I have purchased sinker logs/wood that are between 100 and 300 years old. The wood has started to carbonize, but has a long way to go before you could really call it bog oak.

Around 50 years ago, I went in on a share of an ebony log dredged up from the harbor on the Ogooue river in Gabon. It was where the logs were floated down river and loaded on ships to Europe in the 1700's. Sadly, there were many other ships loading another ebony-colored product for transport to the new world.

Ebony is so dense it barely floats. Some will sink after a while.
The log was believed to have been in the muck for 100 to 150 years. It was carefully dried at a wood importer for around 10 years, then sawn up into flitches, which were dried 5 more years the kiln dried to almost no moisture. My "share" was about 20 board feet of what may have been the rarest ebony ever. The wood was so dense and black it almost looked like plastic when polished. I wish I was making knives and not furniture then. I used it all up on pretty things, and don't have a single piece left. I became aware that one of the other pieces of the original lot is up for sale by a descendant of the first owner ... for $1000. It is about 5 board feet and has some bad cracks on the ends. I have seen it, and it temps me. I have used self-control so far.

My favorite piece of "old" wood is a huge redwood sinker burl. I purchased it many years ago with the help of Mark at Burl Source, who put me in contact with the owner.
It spent somewhere between 100 and 250 years in the muck in an Oregon river. It was hauled out by log divers and sold to the owners for woodturning. It was dried for about 30 years, and te owner decided it was too big a project ... and it came to live with me. It looked like a Duran had an affair with a hickory nut and they had a 40-pound 24" long spiky brown baby. I dried it for three more years and sawed it in half. It was filled with slightly sticky golden brown resin pockets that resembled copal amber (uncured "new" amber). I have dried the halves for ten more years in a warm dry location, and the resin is now rock hard. I plan on leaving the burl spike covered outside as close to untouched as possible and carving out the middle of each half as a large table bowl. The inside should end up covered with amber eyelets. I figure they could bring $5K each when done. I wish there was a good way to remove the middle wood as large enough pieces to make some handles from. A woodworking friend and I are working on an idea to do that, but it will still be a while before we try. I'll be sure to take lots of photos when I get started ... someday.
 
If you get into using these materials it's probably worth getting larger pieces with dating certificates and milling them down.

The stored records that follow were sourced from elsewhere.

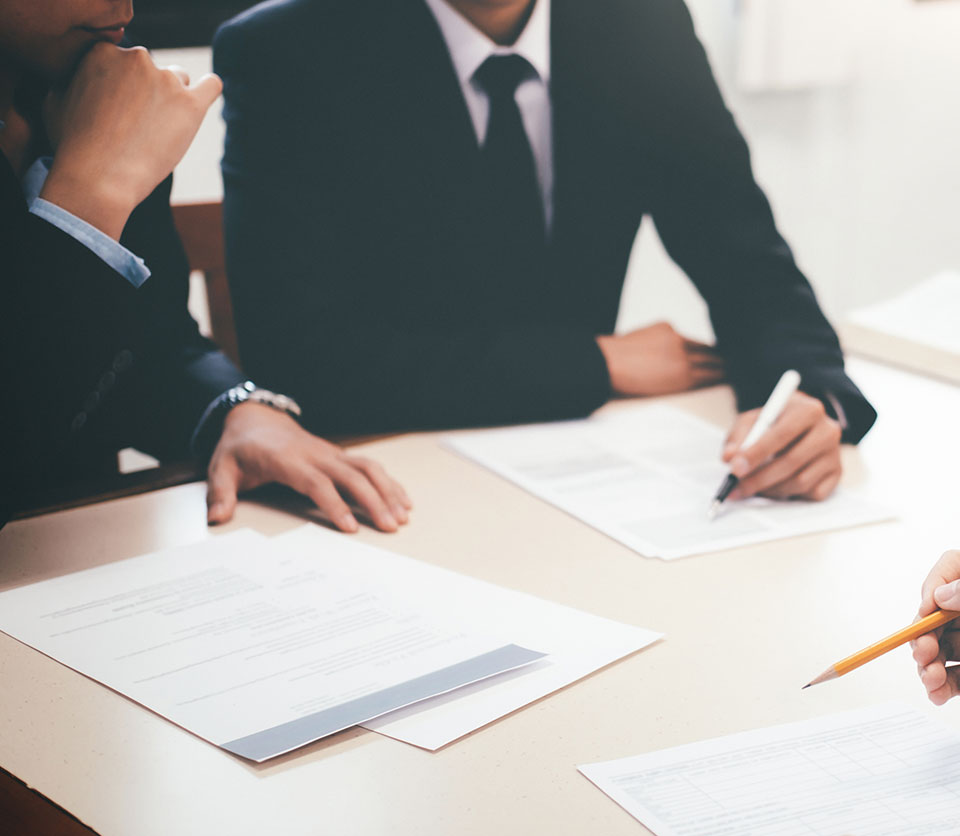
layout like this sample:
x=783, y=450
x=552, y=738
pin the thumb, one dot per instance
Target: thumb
x=948, y=596
x=741, y=427
x=223, y=481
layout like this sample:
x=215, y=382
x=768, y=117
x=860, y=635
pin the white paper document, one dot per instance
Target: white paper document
x=882, y=771
x=576, y=642
x=256, y=646
x=645, y=475
x=916, y=329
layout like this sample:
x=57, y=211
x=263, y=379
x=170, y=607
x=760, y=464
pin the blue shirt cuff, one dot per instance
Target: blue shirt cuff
x=114, y=254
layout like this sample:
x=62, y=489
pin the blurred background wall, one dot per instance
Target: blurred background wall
x=851, y=109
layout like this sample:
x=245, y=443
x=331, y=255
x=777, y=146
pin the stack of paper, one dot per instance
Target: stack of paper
x=917, y=329
x=883, y=771
x=262, y=645
x=645, y=475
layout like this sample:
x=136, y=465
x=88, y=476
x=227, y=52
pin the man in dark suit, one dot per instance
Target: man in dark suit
x=97, y=349
x=445, y=193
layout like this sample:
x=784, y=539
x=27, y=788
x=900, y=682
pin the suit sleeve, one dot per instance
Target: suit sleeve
x=717, y=224
x=90, y=361
x=183, y=371
x=304, y=273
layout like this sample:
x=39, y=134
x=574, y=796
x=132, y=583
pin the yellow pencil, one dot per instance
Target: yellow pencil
x=861, y=657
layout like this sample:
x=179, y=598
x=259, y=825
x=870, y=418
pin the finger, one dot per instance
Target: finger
x=739, y=431
x=801, y=485
x=709, y=360
x=181, y=74
x=950, y=646
x=390, y=491
x=947, y=596
x=934, y=676
x=223, y=482
x=207, y=89
x=315, y=484
x=826, y=487
x=926, y=648
x=948, y=690
x=704, y=375
x=945, y=571
x=804, y=451
x=696, y=345
x=355, y=482
x=794, y=422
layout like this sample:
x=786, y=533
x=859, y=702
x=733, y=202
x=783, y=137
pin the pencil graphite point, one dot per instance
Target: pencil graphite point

Look at the other woods that have gone through similar processes, "Ancient redgum" is popular down here, as bog oak seems to be a bit trendy
You can also get bog butter if you're hungry :P

I wish there was a good way to remove the middle wood as large enough pieces to make some handles from
Any of the bowl coring systems useful for that? The other thought would be some large annular cutters to make some plugs
 
We are looking at cutting slots with a radial arm saw that is lowered onto the wood. Cutting these 2" apart and within 2" of the back side should allow them to be snapped off and taken out without damaging the rest of the bowl. From there I will reduce the bowl interior with gouges and disc sanders to a thinner wall, finish sand, and polish. Hopefully, I can get some pieces that will be usable. I may make something utilitarian to go with the bowls, like a matching damascus letter opener. Another idea was to make a cluster of rosewood burl grapes and leaves from the pieces and sit it in the bowl.
 
I found a guy in the Czech republic who pulled out a whole ~30 inch diameter log out of a bog out there, I have it milled into slabs, carbon dated and shipped over. It tends to be full of flaws which isnt really surprising, but it does yield some great material.